Anyway, as a side note, the Knapsack paper's goal was to create unequal output mixing and only as a side effect they had to work out a mathematical model on how to score mixes. IMO this spinoff research is more applicable than the original goal itself, as the original goal suffers from lack of further research:

• How to do it trustlessly?
• Is it really more efficient than equal amount mixes across transaction chains?

Regarding the trustlessness aspect I'm not sure if it's even possible as mixing networks rely on standard package sizes in one way or another.
Regarding always creating unequal amounts to maximize Knapsack entropy in a single transaction, it makes sense but does it makes sense when we extend it to transaction chains and compare it with standard amount mixes? Remixes are frequent and creating standard output amounts facilitates mixes on the inputs of the remixes. Thus it may very well be the case where the Knapsack entropy of a tx chain would be ultimately greater with standard amounts than the Knapsack entropy maximizing method on single transaction.

Side note aside, what would be the Knapsack entropy anyway?

With Knapsack we can calculate the probabilities of links, but from there we have to get to entropy somehow.

1. Maybe the most obvious improvement would be that those links would be weighed by amounts as a 30% probable link between 1BTC and 100BTC isn't equivalent to a 30% link between 1BTC and 2BTC.
2. Then maybe we could say that the total volume of a mix would be 1, instead of 47.5BTC so we can compare different mixes regardless the volume.

Example. So for tx `1, 2 -> 1, 1, 1` we would get the following:

``````Sub mappings:
1,2 -> 1,1,1
1 -> 1 | 2 -> 1,1
1 -> 1 | 2 -> 1,1
1 -> 1 | 2 -> 1,1

Input match probabilities:
1 - inputs: 2(0.25) | outputs: 1(0.5) 1(0.5) 1(0.5)
2 - inputs: 1(0.25) | outputs: 1(0.75) 1(0.75) 1(0.75)

Output match probabilities:
1 - outputs: 1(0.5) 1(0.5) | inputs: 1(0.5) 2(0.75)
1 - outputs: 1(0.5) 1(0.5) | inputs: 1(0.5) 2(0.75)
1 - outputs: 1(0.5) 1(0.5) | inputs: 1(0.5) 2(0.75)
``````

This is how far Knapsack goes. Next thing could be to normalize the amounts to 1 based on the total volume for comparisions between transactions, which is `3BTC`, so then the amounts would be `1/3, 2/3 -> 1/3, 1/3, 1/3`.

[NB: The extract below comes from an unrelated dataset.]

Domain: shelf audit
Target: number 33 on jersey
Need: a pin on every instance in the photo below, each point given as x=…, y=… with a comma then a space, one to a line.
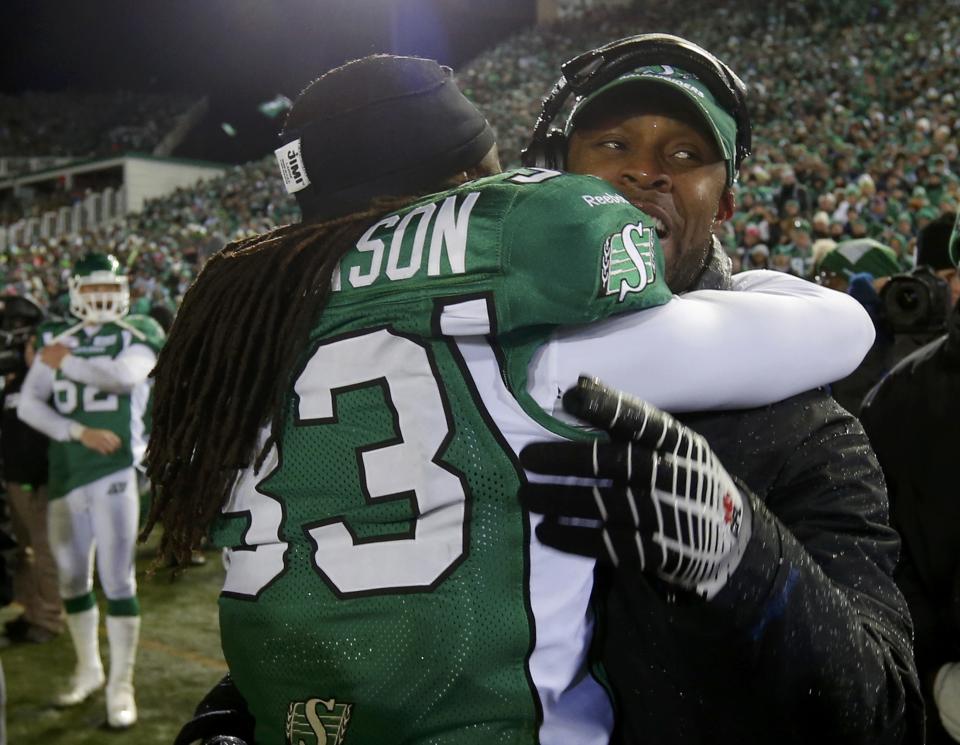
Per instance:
x=383, y=584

And then maybe add the amounts together and multiply them with the link probabilities?

• 1BTC input links to other inputs and outputs: `(1/3 + 2/3) * 0.25 + (1/3 + 1/3) * 0.5 + (1/3 + 1/3) * 0.5 + (1/3 + 1/3) * 0.5`
• 2BTC input links to other inputs and outputs: `(2/3 + 1/3) * 0.25 + (2/3 + 1/3) * 0.75 + (2/3 + 1/3) * 0.75 + (2/3 + 1/3) * 0.75`
• 3 times 1BTC output links to other outputs: `3 * ((1/3 + 1/3) * 0.5 + (1/3 + 1/3) * 0.5)`

The result of this would be `5.75` = `(1/3 + 2/3) * 0.25 + (1/3 + 1/3) * 0.5 + (1/3 + 1/3) * 0.5 + (1/3 + 1/3) * 0.5 + (2/3 + 1/3) * 0.25 + (2/3 + 1/3) * 0.75 + (2/3 + 1/3) * 0.75 + (2/3 + 1/3) * 0.75 + 3 * ((1/3 + 1/3) * 0.5 + (1/3 + 1/3) * 0.5)`.

And the Boltzmann (not Shannon, I hope I name it properly now) entropy for 3 interpretations would be `1.58`.

I'm far from sure my calculations are correct, but it communicates the idea. Is this how entropy based on link probabilities should be calculated? Or there's a better way to do it?